Fermi tutti! Arriva il mercato globale! Arriva la strategia globale delle risorse! Arriva lo sviluppo sostenibile! Belle parole! Concetti geniali! Finalmente! Diceva Vasafemmene, furbissimo ed un pò squallido gagà della costa Jonica negli anni sessanta: “Se vuoi fottere le femmene, riempile di belle parole!” Qui le belle parole non mancano, ma stringi stringi, Mercato globale non vuole dire niente di nuovo, tranne la vecchia feroce determinazione delle multinazionali di far fuori, magari per legge, alla faccia della libera concorrenza, le produzioni locali. Il mercato è sempre stato globale. Strategia globale delle risorse invece vuol dire molto. Soprattutto che i grandi monopoli mondiali, dopo avere rapinato il petrolio e i metalli ora vogliono rapinare l’acqua e tutti gli alimenti (vedi i brevetti sulle specie animali e vegetali e la questione degli OGM e la questione dell’acqua mondiale).

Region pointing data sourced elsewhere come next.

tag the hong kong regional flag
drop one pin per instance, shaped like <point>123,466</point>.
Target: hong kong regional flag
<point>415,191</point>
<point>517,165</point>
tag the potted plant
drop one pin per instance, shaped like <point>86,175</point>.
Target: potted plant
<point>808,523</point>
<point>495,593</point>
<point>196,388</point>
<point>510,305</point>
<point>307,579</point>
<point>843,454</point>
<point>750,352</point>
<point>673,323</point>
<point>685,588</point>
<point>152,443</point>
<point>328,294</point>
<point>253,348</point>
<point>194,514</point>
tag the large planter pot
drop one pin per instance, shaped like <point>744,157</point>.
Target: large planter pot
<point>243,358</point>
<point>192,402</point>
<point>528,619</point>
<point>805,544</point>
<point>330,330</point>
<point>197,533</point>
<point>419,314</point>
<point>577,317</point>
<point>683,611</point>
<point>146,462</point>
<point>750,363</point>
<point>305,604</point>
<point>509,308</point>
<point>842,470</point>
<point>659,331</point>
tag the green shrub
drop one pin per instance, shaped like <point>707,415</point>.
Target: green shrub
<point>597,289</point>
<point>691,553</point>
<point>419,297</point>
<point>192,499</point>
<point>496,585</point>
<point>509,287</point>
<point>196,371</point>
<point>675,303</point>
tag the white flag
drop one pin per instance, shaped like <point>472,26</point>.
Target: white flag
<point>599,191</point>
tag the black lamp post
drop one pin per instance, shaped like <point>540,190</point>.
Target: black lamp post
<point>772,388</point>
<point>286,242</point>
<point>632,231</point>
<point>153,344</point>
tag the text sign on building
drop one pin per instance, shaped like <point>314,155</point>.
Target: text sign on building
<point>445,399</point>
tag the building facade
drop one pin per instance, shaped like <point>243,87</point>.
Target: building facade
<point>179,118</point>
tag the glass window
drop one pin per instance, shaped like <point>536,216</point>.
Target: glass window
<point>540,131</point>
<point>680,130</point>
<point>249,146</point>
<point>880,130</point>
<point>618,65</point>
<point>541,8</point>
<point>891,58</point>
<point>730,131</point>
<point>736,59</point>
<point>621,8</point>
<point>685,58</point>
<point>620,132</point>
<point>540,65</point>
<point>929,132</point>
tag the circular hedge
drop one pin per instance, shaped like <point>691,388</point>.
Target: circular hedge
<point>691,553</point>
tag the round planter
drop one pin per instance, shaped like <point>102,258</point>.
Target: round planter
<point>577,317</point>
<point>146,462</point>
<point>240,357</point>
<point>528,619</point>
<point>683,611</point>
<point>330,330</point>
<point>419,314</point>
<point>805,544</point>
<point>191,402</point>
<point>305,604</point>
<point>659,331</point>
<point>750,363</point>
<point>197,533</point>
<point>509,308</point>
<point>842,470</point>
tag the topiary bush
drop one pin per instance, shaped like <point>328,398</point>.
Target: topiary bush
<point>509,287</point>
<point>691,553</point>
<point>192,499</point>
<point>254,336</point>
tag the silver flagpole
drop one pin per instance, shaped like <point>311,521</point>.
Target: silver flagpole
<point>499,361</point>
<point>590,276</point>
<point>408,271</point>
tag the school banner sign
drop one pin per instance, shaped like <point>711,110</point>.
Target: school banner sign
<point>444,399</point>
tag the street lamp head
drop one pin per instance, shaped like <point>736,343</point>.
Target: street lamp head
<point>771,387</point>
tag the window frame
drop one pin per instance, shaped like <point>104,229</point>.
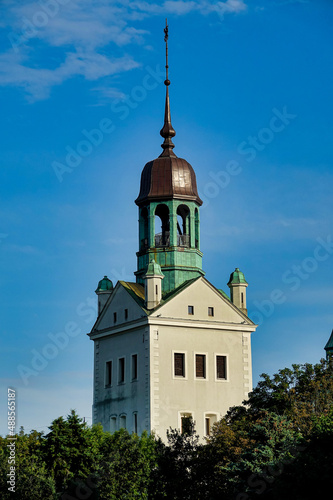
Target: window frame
<point>226,356</point>
<point>212,417</point>
<point>121,371</point>
<point>205,354</point>
<point>136,365</point>
<point>179,377</point>
<point>210,310</point>
<point>108,373</point>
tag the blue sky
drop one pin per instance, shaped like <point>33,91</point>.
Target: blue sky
<point>82,100</point>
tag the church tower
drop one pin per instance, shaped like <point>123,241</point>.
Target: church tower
<point>169,345</point>
<point>169,222</point>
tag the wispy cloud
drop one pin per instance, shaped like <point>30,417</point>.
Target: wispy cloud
<point>89,38</point>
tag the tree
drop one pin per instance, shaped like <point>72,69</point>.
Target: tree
<point>127,464</point>
<point>31,476</point>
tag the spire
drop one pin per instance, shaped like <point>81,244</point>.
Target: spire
<point>167,131</point>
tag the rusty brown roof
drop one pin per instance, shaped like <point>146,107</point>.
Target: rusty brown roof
<point>168,177</point>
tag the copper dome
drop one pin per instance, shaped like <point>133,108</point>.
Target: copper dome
<point>166,178</point>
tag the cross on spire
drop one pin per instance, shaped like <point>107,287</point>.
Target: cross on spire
<point>167,131</point>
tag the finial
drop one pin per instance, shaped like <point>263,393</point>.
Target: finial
<point>167,131</point>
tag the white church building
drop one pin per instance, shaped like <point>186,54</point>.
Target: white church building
<point>169,345</point>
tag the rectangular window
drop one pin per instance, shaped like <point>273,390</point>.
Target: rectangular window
<point>134,366</point>
<point>108,373</point>
<point>207,425</point>
<point>186,424</point>
<point>113,424</point>
<point>121,371</point>
<point>122,422</point>
<point>200,365</point>
<point>179,359</point>
<point>221,367</point>
<point>191,310</point>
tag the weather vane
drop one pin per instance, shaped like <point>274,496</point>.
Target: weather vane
<point>166,38</point>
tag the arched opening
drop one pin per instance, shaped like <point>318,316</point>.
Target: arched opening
<point>162,226</point>
<point>196,227</point>
<point>183,226</point>
<point>144,229</point>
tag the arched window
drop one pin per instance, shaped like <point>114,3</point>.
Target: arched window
<point>183,226</point>
<point>197,228</point>
<point>162,226</point>
<point>144,229</point>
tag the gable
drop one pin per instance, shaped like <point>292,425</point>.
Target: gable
<point>201,295</point>
<point>123,298</point>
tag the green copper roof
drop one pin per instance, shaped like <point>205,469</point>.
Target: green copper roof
<point>222,292</point>
<point>104,285</point>
<point>329,345</point>
<point>237,277</point>
<point>154,269</point>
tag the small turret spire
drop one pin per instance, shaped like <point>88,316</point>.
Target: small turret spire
<point>167,131</point>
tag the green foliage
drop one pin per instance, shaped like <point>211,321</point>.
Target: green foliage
<point>279,444</point>
<point>31,476</point>
<point>126,470</point>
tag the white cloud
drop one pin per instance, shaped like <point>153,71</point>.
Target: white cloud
<point>82,30</point>
<point>37,82</point>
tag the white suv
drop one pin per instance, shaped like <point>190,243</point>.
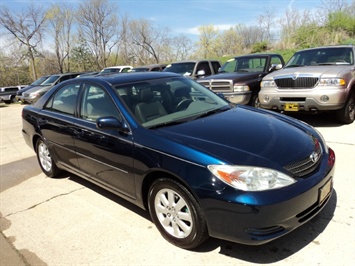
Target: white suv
<point>314,80</point>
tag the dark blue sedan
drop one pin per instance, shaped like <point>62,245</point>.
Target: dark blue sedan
<point>201,165</point>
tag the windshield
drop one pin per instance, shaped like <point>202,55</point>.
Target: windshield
<point>185,69</point>
<point>50,81</point>
<point>322,56</point>
<point>168,101</point>
<point>244,64</point>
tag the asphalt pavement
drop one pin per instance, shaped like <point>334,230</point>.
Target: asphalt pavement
<point>68,221</point>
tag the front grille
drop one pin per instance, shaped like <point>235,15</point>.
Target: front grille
<point>299,82</point>
<point>307,165</point>
<point>218,85</point>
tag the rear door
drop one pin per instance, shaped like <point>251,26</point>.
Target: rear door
<point>56,124</point>
<point>104,156</point>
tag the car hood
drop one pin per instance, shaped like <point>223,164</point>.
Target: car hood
<point>237,76</point>
<point>245,136</point>
<point>317,71</point>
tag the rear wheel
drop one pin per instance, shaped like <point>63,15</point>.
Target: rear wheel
<point>45,159</point>
<point>346,114</point>
<point>177,214</point>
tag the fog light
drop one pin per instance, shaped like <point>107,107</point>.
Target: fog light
<point>324,98</point>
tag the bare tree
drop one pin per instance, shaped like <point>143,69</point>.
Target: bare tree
<point>290,23</point>
<point>183,48</point>
<point>229,43</point>
<point>98,25</point>
<point>249,34</point>
<point>207,41</point>
<point>148,41</point>
<point>25,28</point>
<point>61,19</point>
<point>266,23</point>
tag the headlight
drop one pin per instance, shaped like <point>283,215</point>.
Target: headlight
<point>250,178</point>
<point>268,83</point>
<point>240,87</point>
<point>332,82</point>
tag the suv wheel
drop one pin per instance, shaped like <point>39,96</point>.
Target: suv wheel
<point>346,114</point>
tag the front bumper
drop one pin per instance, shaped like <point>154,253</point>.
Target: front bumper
<point>256,224</point>
<point>237,97</point>
<point>316,99</point>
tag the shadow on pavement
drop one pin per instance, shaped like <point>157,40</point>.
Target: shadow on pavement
<point>274,251</point>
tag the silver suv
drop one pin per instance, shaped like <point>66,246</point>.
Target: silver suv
<point>314,80</point>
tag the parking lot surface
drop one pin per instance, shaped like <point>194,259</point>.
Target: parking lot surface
<point>68,221</point>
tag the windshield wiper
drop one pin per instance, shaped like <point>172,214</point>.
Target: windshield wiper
<point>170,123</point>
<point>295,66</point>
<point>212,112</point>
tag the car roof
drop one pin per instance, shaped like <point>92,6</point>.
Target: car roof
<point>131,77</point>
<point>150,66</point>
<point>194,61</point>
<point>256,55</point>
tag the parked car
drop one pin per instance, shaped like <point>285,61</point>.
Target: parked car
<point>192,165</point>
<point>239,78</point>
<point>315,80</point>
<point>115,70</point>
<point>19,93</point>
<point>152,67</point>
<point>89,73</point>
<point>8,94</point>
<point>33,94</point>
<point>194,68</point>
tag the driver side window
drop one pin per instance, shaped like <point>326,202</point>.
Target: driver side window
<point>64,100</point>
<point>97,103</point>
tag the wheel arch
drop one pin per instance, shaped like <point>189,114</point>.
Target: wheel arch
<point>155,175</point>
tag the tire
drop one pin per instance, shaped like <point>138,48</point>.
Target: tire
<point>184,227</point>
<point>346,114</point>
<point>45,159</point>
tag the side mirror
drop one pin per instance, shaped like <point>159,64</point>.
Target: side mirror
<point>110,122</point>
<point>274,67</point>
<point>200,73</point>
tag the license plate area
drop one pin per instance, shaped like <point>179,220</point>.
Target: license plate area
<point>325,191</point>
<point>294,107</point>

Sviluppo sostenibile è un suggestivo ossimoro di propaganda. L’aggettivo sostenibile vorrebbe descrivere un utilizzo delle risorse coerente con i cicli di riproduzione naturali ma è un termine che fa a botte con la parola sviluppo che rimanda alle dimensioni del Pil e alle famigerate leggi di mercato. Certo il fatto che tutto queste belle parole provengano dal gruppetto di banchieri più potenti del mondo, dai padroni del dio denaro che a sua volta comanda il mondo, dovrebbe farci riflettere. O quantomeno dovrebbe farci riflettere l’esordio di questo governo mondiale che come abbiamo duramente imparato, si è occupato innanzitutto della questione dei soldi (essendo fatto da banchieri era naturale) ed ha provocato questa crisi finanziaria, un disastro peggiore delle due guerre mondiali messe insieme. E allora l’Agenda 21, la governance, il partenariato, la partecipazione? E’ indubbio che a partire dalla uscita del Rapporto sui limiti dello sviluppo promosso dal Club di Roma di A. Peccei, si stia facendo strada una consapevolezza maggiore sull’uso delle risorse e quindi sul rapporto tra la specie umana e madre terra, in pratica tra l’homo e il totano.

Una consapevolezza che con la Teoria della decrescita sta giungendo fino ad aggiungere al Pil come indice di benessere altri indici quali l’impatto ambientale, l’impatto sui diritti delle generazioni future, gli indici di di riproduzione relativo alle risorse rinnovabili ciclicamente. Ma il problema è che, finora, l’homo non vuole solo mangiarsi il totano cosa che per il totano non è poi così strana e terrificante, in fondo sacrificare la propria vita per la sopravvivenza di altre vite è una legge di natura, ma vuole commerciarlo e quindi usarlo per sfruttare altri uomini e costruire sulla sua (del totano) pelle potere e ricchezza; oppure vuole pescarlo e poi distruggerlo per non fare abbassare il prezzo. Questo il totano non può proprio sopportarlo.  Al totano le leggi di mercato non sono mai piaciute e del Pil piccolo o grosso non sa proprio che farsene.